螺鈿は紀元前3000年頃のエジプトで始まり、日本へは奈良時代に中国の唐から伝来したと考えられています。正倉院宝物には螺鈿の装飾が施されたものが数多く見られます。

平安時代になると楽器や寺院の装飾として貴族たちの間で流行し、螺鈿の文化は急速に発展しました。黒漆の下地の上に金の砂子を蒔き、その上に貝類を象嵌(ぞうがん)するという技法は「螺鈿蒔絵」(らでんまきえ)と呼ばれ、日本で生み出された独自の技法です。シンプルな黒地に映える貝や金箔の文様は素材それ自体の美しさが最大限に引き出されており、細部にわたる精緻な技術が伺えます。

 

▼蒔絵の詳しい技法については、こちらのコラムをご覧ください▼

蒔絵について

平安時代の日本の家屋は、障子などを通してほんのりと日光を取り入れる様式が美しいとされていました。夜はろうそくの灯りや月明かりだけで過ごしており、その僅かな光を愛でるのが日本独自の美学と言えます。部屋を明るくするのではなく、暗い部屋でこそ浮き立つような装飾を楽しもうという美意識が「螺鈿蒔絵」からも感じられます。

現在までその技術は受け継がれ、現代的なデザインと組み合わせた作品も多く見られるようになりました。
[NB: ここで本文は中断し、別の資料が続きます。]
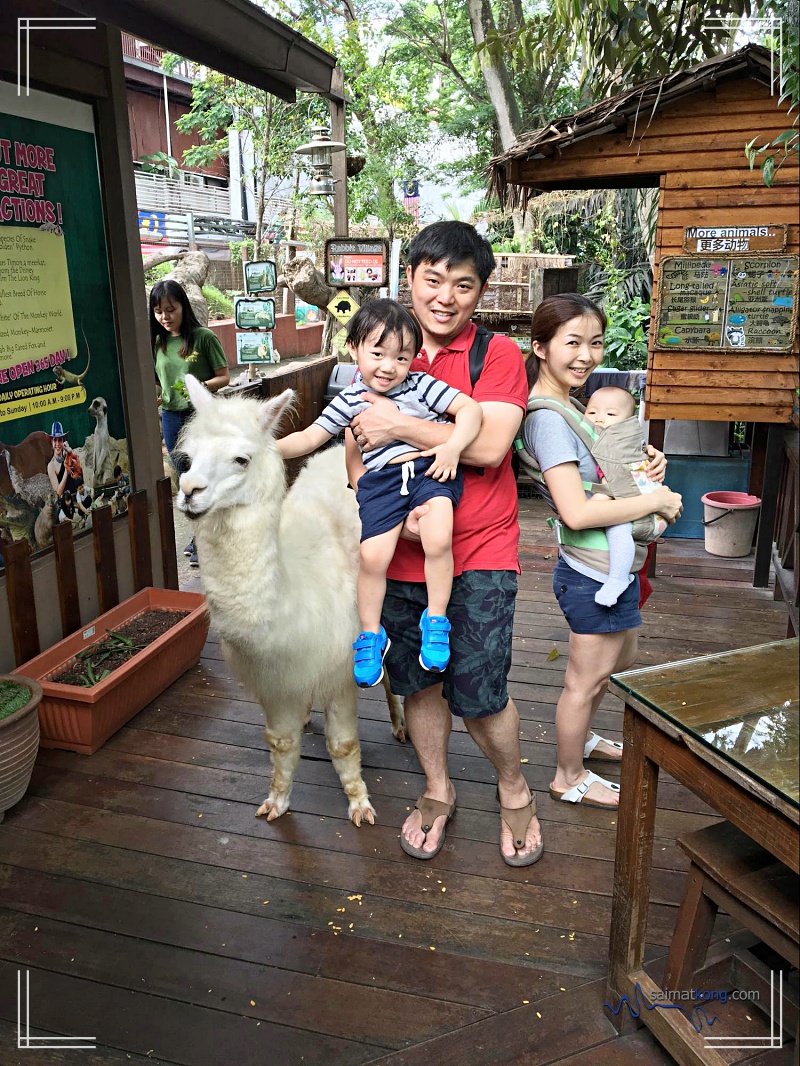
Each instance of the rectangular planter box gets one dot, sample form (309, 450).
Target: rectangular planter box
(81, 720)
ここで、螺鈿や蒔絵の技法を用いた工芸品をいくつかご紹介します。自然が生み出す素材の美しさと繊細さを追求する、日本独自の美学を味わってみませんか?

 

彫漆箱「波光」(松本 達弥)

~松本 達弥先生からみなさまへ~

主に彫漆(ちょうしつ)技法を中心に制作しています。故郷、香川から見る瀬戸の波は穏やかであるが島影に陽が沈むころ波が踊りだす、そのような夕陽に照らされた波頭の情景を表現しました。

 

色貝蒔絵飾筥「南」(松崎 森平)

~松崎 森平先生からみなさまへ~

沖縄をはじめとする南方の異国文化への憧れが表現されています。日本の伝統漆芸技法と海外の素材を組み合わせることで新たな表現を目指し、大理石を削り出して蓋を作成し蒔絵で装飾しています。

 

彩切貝小箱 CityⅠ(三好 かがり)

~三好 かがり先生からみなさまへ~

海の底で育まれた貝たち。そのかけらはちりばめられて、やがて漆黒の上で街の灯になります。ビルの谷間からのぞく空とビルの姿の小箱を作りました。

 

蒔絵棗「銀河」(田口 義明)

~田口 義明先生からみなさまへ~

満天の星、宇宙を表現。アワビ貝の薄貝を赤と青に色分けて細かく切り分け、一つ一つ貝を貼り置き、その上に蒔絵で変化を加えました。